Kenny Cupers is a professor of architectural history and urban studies and head of the urban studies and social sciences departments at the Univesity of Basel. As a scholar and educator who works at the intersection of architectural history, urban studies, and critical geography, his work analyzes built spaces and systems in order to answer questions about power and historical change. His research focuses on the role of housing in urban and state transformation, the epistemology and geopolitics of modernism, and the power and aesthetics of infrastructure. Central to these interests is a focus on design—understood as a technique of governing and as a lens on human and material agency.

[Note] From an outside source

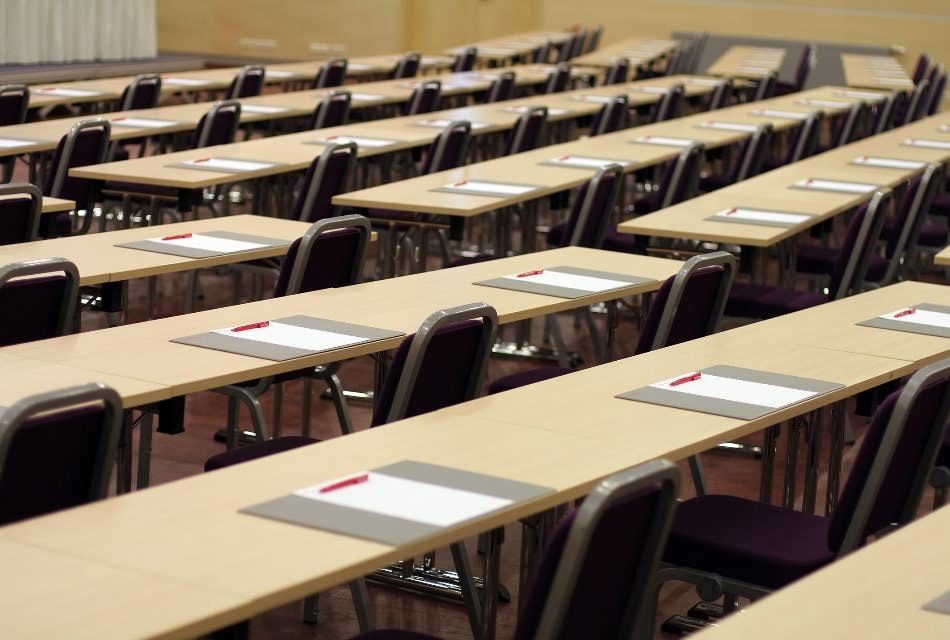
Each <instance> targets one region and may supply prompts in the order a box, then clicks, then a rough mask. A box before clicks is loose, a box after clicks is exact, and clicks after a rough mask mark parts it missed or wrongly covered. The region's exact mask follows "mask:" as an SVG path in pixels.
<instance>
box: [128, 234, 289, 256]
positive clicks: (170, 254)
mask: <svg viewBox="0 0 950 640" xmlns="http://www.w3.org/2000/svg"><path fill="white" fill-rule="evenodd" d="M197 235H201V236H213V237H215V238H227V239H228V240H240V241H241V242H255V243H257V244H263V245H267V246H268V247H283V246H287V245H289V244H290V242H289V241H287V240H281V239H280V238H267V237H265V236H252V235H247V234H244V233H233V232H231V231H201V232H199V233H197ZM115 246H117V247H123V248H125V249H138V250H140V251H151V252H153V253H164V254H166V255H170V256H180V257H182V258H212V257H214V256H223V255H228V253H244V251H236V252H227V253H226V252H221V251H209V250H207V249H195V248H192V247H181V246H176V245H173V244H166V243H163V242H155V241H154V240H136V241H135V242H120V243H119V244H117V245H115Z"/></svg>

Cupers is the author of the award-winning The Social Project: Housing Postwar France (2014), translated into French as La banlieue, un projet social: Ambitions d’une politique urbaine, 1945-1975 (2018). The book reveals how France’s unprecedented building boom after WWII turned dwelling into an object of modernization, an everyday site of citizen participation, and a domain of social scientific expertise. His co-edited volume Architecture and Neoliberalism from the 1960s to the Present (with Helena Mattsson & Catharina Gabrielsson, 2019) explores the multivalent role of architecture and urbanism in processes of neoliberal transformation. His edited volume Use Matters: An Alternative History of Architecture (Routledge, 2013) examines how architecture depended on changing definitions of use throughout the twentieth century. Spaces of Uncertainty (2002), co-authored with Markus Miessen, focuses on the importance of leftover spaces for public life in Berlin—a theme he has recently revisited in Spaces of Uncertainty: Berlin Revisited (2018).

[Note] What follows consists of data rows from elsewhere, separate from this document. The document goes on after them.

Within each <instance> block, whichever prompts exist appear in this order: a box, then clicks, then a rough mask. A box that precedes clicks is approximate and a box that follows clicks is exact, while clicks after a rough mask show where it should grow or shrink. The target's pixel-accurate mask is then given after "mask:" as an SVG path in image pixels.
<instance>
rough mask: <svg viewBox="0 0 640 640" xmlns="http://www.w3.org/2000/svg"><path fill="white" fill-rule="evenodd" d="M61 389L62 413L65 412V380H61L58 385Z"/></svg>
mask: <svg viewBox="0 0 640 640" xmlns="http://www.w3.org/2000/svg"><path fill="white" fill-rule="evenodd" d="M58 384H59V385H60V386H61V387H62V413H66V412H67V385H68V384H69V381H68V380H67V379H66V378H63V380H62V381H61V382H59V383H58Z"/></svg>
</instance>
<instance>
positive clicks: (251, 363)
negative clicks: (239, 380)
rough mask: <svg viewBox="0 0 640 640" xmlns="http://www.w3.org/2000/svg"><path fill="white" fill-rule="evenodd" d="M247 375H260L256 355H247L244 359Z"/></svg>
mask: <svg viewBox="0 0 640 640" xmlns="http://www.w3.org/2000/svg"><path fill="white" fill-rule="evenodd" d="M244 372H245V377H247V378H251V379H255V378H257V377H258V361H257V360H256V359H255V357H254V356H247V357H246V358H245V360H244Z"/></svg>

His forthcoming book The Earth that Modernism Built is a historical study of German imperialism in southern Africa and central Europe that proposes a new account of how land and life became objects of design.

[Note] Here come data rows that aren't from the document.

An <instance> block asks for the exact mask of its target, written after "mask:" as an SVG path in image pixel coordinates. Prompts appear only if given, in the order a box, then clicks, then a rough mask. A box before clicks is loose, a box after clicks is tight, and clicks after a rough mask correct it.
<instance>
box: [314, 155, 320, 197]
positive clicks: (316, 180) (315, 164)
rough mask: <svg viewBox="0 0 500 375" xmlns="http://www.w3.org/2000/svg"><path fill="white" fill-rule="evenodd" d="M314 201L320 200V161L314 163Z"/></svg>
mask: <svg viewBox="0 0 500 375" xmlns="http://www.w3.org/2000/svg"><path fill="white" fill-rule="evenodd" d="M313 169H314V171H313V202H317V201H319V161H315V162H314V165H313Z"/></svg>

Cupers leads the SNF-funded project, How Infrastructure Shaped Territory in Africa, co-directs (with Orit Halpern and Claudia Mareis) the Sinergia project Governing through Design: An Interdisciplinary Phenomenon, and co-coordinates (with PI Bilgin Ayata) the SNIS-funded project, Infrastructure Space and the Future of Migration Management. Through these collaborative projects, he is developing a research agenda centered on the relationship between infrastructure, sovereignty, and the urban—with a particular interest in African struggles for decolonization.